Number of tree leaves is too large with respect to dataset size

For regression tasks, the number of the leaves in a tree can hint at overfitting. If the number of leaves in a tree is greater than 50 percent of the number of samples then it could be indicative that this tree has overfit this data sample. For tree ensembles such as Random Forest, if more than 10 percent of the trees in the model are overfit, it may be worth checking the parameters of the model.

The best way to avoid overfitting is always to add more data if possible as well as adding regularization. This can be addressed by constraining the model further, by changing the hyperparameters of the algorithm. Use additional regularization or decrease the values of the hyperparameters that control the size of the model.

Leakage Detection

Data Leakage occurs when information that will not be available at test/scoring time accidentally appears in the training dataset, this allows the model to achieve unrealistically high performance during training, though it will fail to reproduce this performance once deployed. A good example of data leakage would be for a sales prediction task, if windowing features capturing all sales for the previous week are used, but that window includes the day to be predicted, the model will have information about the sales on the day it is trying to predict.

Too good to be true?

One indicator that data leakage might have occurred is an extremely high performance metric such as > 98% AUC.

Feature has suspiciously high importance that could be indicative of a possible data leak or overfitting

If data leakage has occurred, the feature importances can offer insights into which features contain leaked data as the model will attribute very high importances to these features. DSS will warn you if it identifies that a single feature accounts for more than 80% of the feature importance.

Model Checks

When evaluating machine learning models, it is helpful to have a baseline model to compare with in order to establish that the model is performing better than an extremely simple rule. A good baseline is a dummy model which simply predicts the most common value. Especially in the presence of imbalanced data, this can give a more accurate picture of how much value this model is really able to bring.

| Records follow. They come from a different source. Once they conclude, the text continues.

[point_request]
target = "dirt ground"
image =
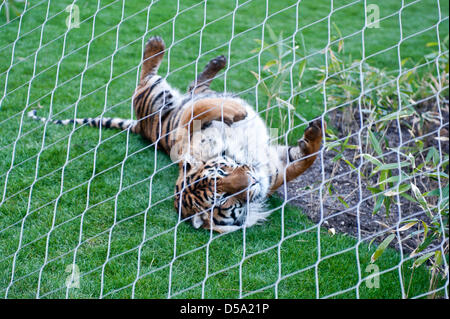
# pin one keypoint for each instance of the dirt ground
(357, 219)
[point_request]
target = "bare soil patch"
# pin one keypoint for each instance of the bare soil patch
(310, 190)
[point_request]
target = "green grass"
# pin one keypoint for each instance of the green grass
(93, 196)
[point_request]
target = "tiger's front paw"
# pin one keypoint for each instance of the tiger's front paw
(312, 138)
(217, 64)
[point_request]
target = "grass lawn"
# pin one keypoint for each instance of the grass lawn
(103, 199)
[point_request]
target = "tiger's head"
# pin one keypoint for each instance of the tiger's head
(223, 187)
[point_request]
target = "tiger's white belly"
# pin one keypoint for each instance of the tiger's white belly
(246, 141)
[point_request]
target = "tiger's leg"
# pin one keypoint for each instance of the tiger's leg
(153, 55)
(203, 81)
(300, 157)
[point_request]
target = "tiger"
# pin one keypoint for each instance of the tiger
(227, 164)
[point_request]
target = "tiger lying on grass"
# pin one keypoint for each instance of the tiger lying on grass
(227, 167)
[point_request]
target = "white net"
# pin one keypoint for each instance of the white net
(88, 212)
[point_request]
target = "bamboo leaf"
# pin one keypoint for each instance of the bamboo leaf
(382, 247)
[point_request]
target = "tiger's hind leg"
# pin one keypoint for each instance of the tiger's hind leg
(203, 81)
(300, 157)
(153, 55)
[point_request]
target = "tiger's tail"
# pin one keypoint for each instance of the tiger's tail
(106, 122)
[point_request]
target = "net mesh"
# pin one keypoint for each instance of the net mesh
(88, 212)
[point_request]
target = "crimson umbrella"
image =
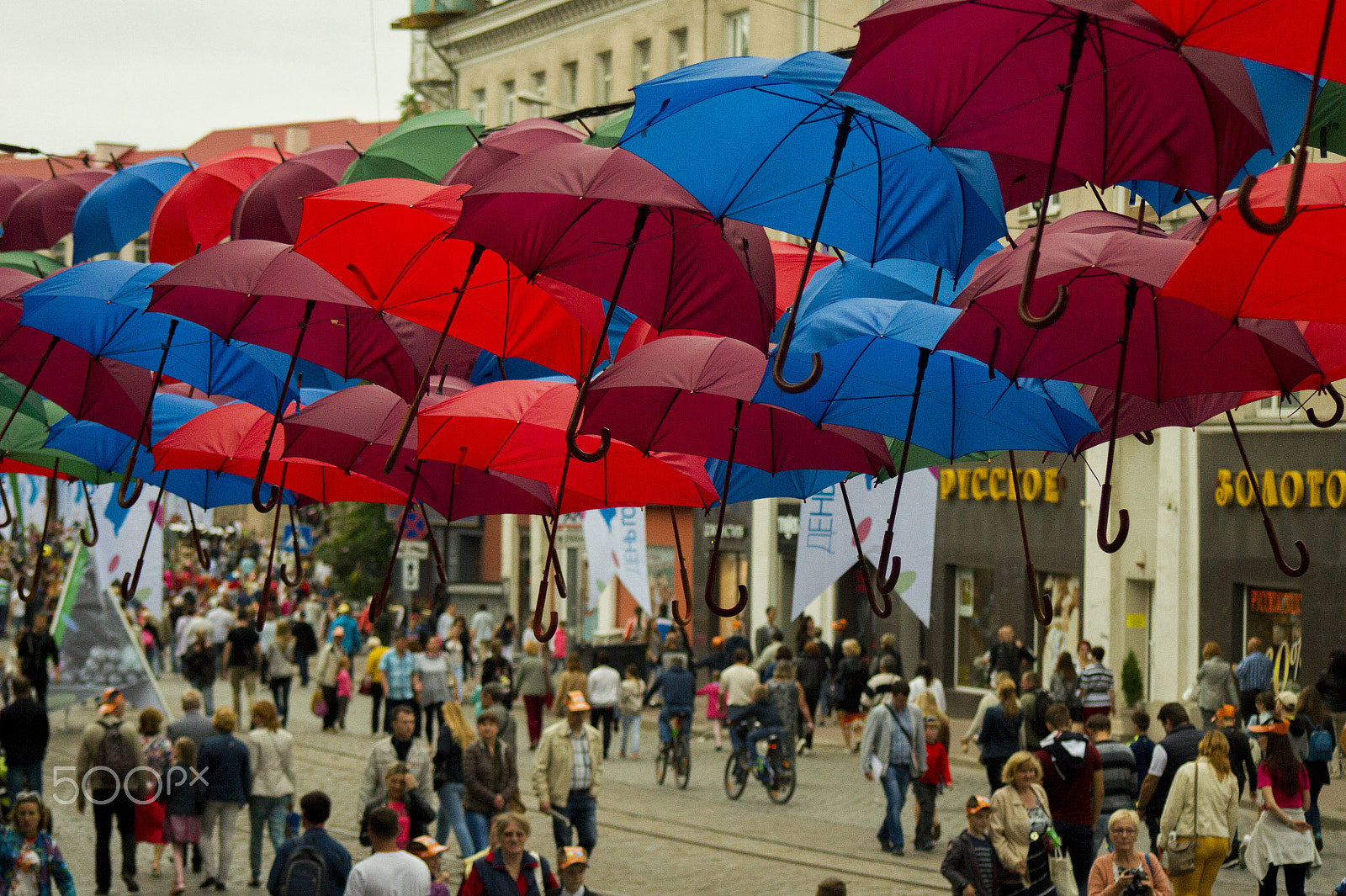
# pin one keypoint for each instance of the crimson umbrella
(693, 395)
(1121, 334)
(271, 206)
(40, 215)
(1097, 90)
(197, 213)
(506, 144)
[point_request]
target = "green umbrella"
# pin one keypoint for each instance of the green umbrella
(423, 148)
(610, 132)
(30, 262)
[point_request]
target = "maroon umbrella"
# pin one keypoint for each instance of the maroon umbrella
(1119, 334)
(693, 395)
(1094, 89)
(273, 204)
(46, 213)
(266, 294)
(508, 144)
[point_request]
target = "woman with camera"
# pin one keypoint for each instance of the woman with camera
(1201, 814)
(1124, 872)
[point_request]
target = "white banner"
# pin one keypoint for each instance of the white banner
(120, 534)
(825, 547)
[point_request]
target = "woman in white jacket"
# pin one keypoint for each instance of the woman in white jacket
(1202, 803)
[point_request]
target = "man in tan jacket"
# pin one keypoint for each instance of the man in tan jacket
(567, 775)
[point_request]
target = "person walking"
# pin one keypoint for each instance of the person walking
(1020, 819)
(1216, 684)
(225, 766)
(273, 794)
(1073, 779)
(490, 779)
(1253, 674)
(109, 755)
(893, 751)
(1282, 839)
(569, 772)
(24, 734)
(455, 734)
(280, 669)
(1116, 872)
(1202, 806)
(605, 694)
(1002, 727)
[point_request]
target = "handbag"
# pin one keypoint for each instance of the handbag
(1181, 859)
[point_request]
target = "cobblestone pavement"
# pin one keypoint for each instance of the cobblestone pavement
(653, 841)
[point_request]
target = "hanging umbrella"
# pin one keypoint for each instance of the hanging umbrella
(119, 209)
(789, 162)
(271, 206)
(197, 213)
(1060, 93)
(423, 148)
(506, 144)
(1166, 347)
(44, 215)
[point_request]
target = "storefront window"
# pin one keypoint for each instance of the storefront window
(1275, 618)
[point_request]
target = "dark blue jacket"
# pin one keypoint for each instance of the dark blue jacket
(679, 687)
(226, 767)
(334, 855)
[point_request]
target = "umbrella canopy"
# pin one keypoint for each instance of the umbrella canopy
(199, 209)
(271, 206)
(506, 144)
(423, 148)
(518, 427)
(119, 209)
(40, 215)
(794, 155)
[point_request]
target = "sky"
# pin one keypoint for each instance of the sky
(163, 73)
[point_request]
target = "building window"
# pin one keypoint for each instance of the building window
(677, 49)
(571, 83)
(641, 67)
(603, 78)
(737, 34)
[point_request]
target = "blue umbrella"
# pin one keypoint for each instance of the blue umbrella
(100, 307)
(796, 155)
(882, 373)
(1283, 96)
(119, 209)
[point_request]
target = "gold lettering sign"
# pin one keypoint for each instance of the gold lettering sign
(995, 483)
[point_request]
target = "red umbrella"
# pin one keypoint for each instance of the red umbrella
(199, 209)
(508, 144)
(40, 215)
(271, 206)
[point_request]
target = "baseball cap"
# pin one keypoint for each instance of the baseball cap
(978, 803)
(426, 846)
(575, 702)
(571, 856)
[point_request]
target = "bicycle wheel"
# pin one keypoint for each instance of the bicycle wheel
(782, 783)
(681, 765)
(735, 777)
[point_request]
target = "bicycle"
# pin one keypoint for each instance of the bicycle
(676, 754)
(776, 772)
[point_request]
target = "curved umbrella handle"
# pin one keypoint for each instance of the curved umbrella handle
(1337, 413)
(1123, 522)
(89, 540)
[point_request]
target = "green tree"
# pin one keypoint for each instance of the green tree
(358, 549)
(1132, 682)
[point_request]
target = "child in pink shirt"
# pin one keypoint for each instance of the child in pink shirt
(715, 711)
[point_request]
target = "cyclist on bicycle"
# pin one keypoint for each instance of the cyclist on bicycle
(679, 687)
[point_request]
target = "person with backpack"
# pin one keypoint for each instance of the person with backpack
(313, 864)
(109, 754)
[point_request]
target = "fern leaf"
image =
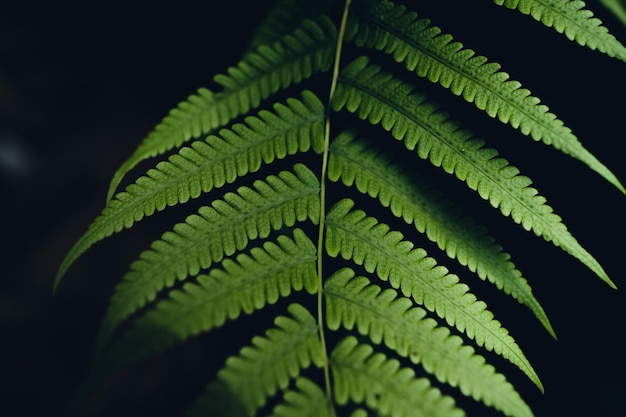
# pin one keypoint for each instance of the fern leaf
(215, 232)
(356, 237)
(382, 99)
(295, 127)
(384, 316)
(573, 20)
(269, 364)
(243, 285)
(617, 8)
(307, 51)
(357, 162)
(308, 401)
(381, 383)
(433, 55)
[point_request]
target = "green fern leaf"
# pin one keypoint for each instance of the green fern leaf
(245, 285)
(357, 162)
(295, 127)
(307, 51)
(215, 232)
(260, 370)
(308, 401)
(381, 383)
(382, 99)
(617, 8)
(384, 316)
(366, 242)
(433, 55)
(573, 20)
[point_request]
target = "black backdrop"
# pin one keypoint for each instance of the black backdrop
(81, 84)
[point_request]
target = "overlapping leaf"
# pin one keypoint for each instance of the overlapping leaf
(423, 49)
(269, 364)
(363, 376)
(216, 231)
(355, 161)
(386, 317)
(297, 56)
(354, 236)
(386, 101)
(573, 20)
(212, 163)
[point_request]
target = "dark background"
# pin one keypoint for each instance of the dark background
(80, 86)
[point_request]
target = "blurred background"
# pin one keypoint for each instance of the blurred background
(81, 85)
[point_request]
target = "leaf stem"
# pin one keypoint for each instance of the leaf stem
(320, 241)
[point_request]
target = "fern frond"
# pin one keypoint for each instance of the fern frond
(357, 162)
(308, 401)
(573, 20)
(364, 377)
(386, 317)
(617, 8)
(298, 56)
(205, 165)
(243, 285)
(216, 231)
(269, 364)
(365, 241)
(423, 49)
(382, 99)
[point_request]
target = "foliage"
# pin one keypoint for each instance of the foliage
(318, 177)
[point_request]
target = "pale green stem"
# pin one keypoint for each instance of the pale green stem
(320, 241)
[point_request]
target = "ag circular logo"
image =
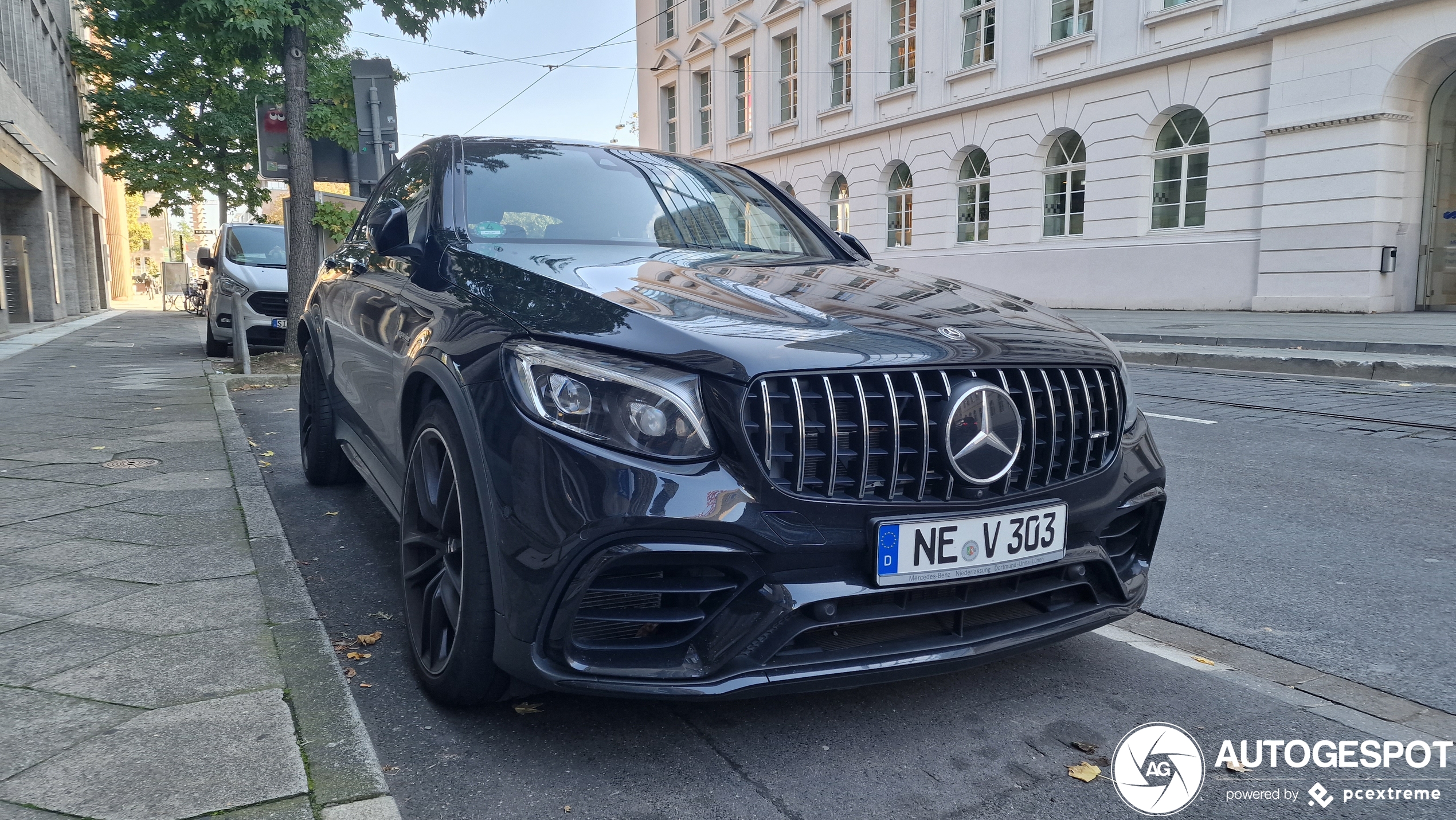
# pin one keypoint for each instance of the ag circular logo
(982, 430)
(1158, 770)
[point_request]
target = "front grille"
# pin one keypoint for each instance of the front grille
(884, 432)
(270, 303)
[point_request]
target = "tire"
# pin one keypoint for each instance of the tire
(214, 347)
(324, 459)
(444, 567)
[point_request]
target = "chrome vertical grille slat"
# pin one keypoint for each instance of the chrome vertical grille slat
(890, 424)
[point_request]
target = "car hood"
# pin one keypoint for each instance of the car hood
(734, 315)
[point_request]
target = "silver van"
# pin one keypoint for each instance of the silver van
(248, 260)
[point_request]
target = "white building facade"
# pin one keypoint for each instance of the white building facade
(1200, 155)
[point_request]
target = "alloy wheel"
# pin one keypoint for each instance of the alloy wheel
(432, 557)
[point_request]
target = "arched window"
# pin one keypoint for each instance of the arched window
(1181, 171)
(839, 204)
(902, 207)
(973, 206)
(1066, 182)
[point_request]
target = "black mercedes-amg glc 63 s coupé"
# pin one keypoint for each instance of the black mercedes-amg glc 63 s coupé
(651, 429)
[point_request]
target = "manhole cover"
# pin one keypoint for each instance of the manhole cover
(130, 463)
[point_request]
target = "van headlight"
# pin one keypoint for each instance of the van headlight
(228, 286)
(612, 400)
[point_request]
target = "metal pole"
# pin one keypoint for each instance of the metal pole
(241, 337)
(379, 139)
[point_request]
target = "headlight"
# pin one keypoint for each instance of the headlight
(228, 286)
(612, 400)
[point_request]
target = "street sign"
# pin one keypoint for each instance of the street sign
(376, 117)
(331, 161)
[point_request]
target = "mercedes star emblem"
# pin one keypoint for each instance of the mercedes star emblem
(982, 432)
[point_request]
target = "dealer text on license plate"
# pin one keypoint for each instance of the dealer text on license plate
(934, 549)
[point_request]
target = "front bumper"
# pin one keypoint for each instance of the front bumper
(624, 577)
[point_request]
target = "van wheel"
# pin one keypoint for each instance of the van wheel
(214, 347)
(444, 568)
(324, 460)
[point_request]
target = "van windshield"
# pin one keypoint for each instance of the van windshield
(261, 245)
(546, 193)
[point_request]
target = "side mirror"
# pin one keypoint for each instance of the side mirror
(389, 231)
(855, 245)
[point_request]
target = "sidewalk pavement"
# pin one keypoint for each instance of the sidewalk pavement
(161, 657)
(1406, 347)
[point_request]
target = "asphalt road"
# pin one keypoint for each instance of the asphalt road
(985, 743)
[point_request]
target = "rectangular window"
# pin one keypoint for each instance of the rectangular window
(977, 33)
(705, 108)
(670, 119)
(789, 77)
(743, 72)
(1180, 190)
(902, 42)
(973, 213)
(1071, 18)
(1063, 203)
(840, 42)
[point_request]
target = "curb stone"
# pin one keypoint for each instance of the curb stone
(343, 768)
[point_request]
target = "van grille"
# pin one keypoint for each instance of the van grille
(871, 436)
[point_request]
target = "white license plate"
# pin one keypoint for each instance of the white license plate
(937, 549)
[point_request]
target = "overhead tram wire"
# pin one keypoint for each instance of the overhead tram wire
(632, 30)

The model accuracy is not significantly different than a random classifier

DSS calculates the performance a dummy classifier would achieve on this dataset and performs a statistical test to ensure that the trained model performs better. If the trained model does not outperform the dummy classifier it could be indicative of problems in the data preparation or a lack of data for underrepresented classes.

R2 score is suspiciously low - the model is marginally better than a constant mean prediction / The mean constant predictor outperforms the model

For a regression model, if the R2 metric is too low it means that the model is unable to perform better than a prediction using the mean constant. It could be beneficial to add more features or data to the model.

ML assertions

ML assertions provide a way to streamline and accelerate the model evaluation process, by automatically checking that predictions for specified subpopulations meet certain conditions.

DSS raises diagnostics to warn you when assertions could not be computed or fail.

X assertion(s) failed

DSS computes each assertion and warns you if any fail.

X assertion(s) got 0 matching rows

After applying the filter on the test set, a diagnostic is raised if the subsample is empty i.e. none of the rows met the criteria.

X assertion(s) got matching rows but all rows were dropped by the model’s preprocessing

After applying the model’s preprocessing to the subsample a diagnostic is raised if the preprocessed subsample is empty, i.e. all rows that matched the criteria were dropped during the preprocessing. Rows may have been dropped because of the feature handling chosen, or because targets were not defined for those rows.

In the 3 diagnostic examples above, X is an integer less than or equal to the total number of assertion defined for the ml task.